An assistant that actually has permissions to execute commands on the host OS. As long as the standard output does not contain the expected output, the assistant will continue to give instructions, and review the instructions for possibly dangerous operations, before giving an output that encapsulates the instructions to the OS, and receive the stdout and stderr of the actions.
The overall loop:
- User gives an instruction, which includes what they want to see happen or what they want to know. The orchestrator (the app itself) passes it to the AI, along with any relevant information like the OS as the initial prompt.
- The AI creates a plan of execution. If the assistant has no immediate answers, it should create a formatted output that contains the instructions it want to run.
- The instructions are reviewed to verify they are safe to run -- either manually, or by a separate AI, to verify that the operation does not cause any irreparable damage.

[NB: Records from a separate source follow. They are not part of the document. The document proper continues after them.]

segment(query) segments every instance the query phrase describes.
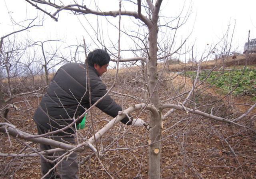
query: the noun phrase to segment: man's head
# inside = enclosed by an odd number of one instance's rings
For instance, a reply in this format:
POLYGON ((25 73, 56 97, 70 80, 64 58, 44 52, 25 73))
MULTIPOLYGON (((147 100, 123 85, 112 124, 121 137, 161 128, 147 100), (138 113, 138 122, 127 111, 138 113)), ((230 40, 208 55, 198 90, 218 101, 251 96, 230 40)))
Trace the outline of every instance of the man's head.
POLYGON ((89 65, 94 67, 100 76, 107 71, 110 57, 106 51, 96 49, 89 53, 87 60, 89 65))

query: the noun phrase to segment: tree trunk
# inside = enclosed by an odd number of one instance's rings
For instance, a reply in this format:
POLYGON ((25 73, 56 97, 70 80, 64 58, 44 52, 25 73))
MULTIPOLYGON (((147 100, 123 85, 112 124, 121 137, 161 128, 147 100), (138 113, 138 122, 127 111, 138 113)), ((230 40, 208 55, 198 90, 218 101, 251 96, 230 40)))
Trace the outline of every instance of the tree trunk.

- The orchestrator runs the command.
- The orchestrator captures all stdout and stderr and feed it back to the AI in the continued conversation, and checks with the AI to see if it needs anything else.
- If the AI needs more information, go to step 2. Otherwise, the AI outputs the result after performing necessary summaries from the output and conversation history, and the orchestrator returns the result to the user.
Notes:
- All the internal commmands and stdout/stderr should be clearly visible to the user unless explicitly requested (e.g. via a flag).

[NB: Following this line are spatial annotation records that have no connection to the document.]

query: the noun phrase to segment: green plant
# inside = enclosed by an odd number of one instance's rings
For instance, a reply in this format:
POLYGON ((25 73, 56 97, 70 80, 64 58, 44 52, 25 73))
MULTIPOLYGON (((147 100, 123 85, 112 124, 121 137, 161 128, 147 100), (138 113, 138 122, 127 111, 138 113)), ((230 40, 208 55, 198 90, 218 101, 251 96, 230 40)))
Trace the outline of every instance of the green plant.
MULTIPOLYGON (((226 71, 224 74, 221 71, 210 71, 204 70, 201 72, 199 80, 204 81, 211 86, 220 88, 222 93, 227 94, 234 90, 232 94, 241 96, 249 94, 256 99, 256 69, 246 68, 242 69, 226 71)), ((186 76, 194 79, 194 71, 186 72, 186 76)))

- The AI and the orchestrator should have a stable and consistent communication protocol so that the orchestrator knows what outputs are requests to run things, and which ones are actual results to be given to the user. Note that the orchestrator prompts should probably include formatting request to not use markdown codeblocks for the JSON output.
- Assume the availability of DEEPSEEK_API_KEY and OPENAI_API_KEY env vars.
- The safety check AI query should also be flag-controlled.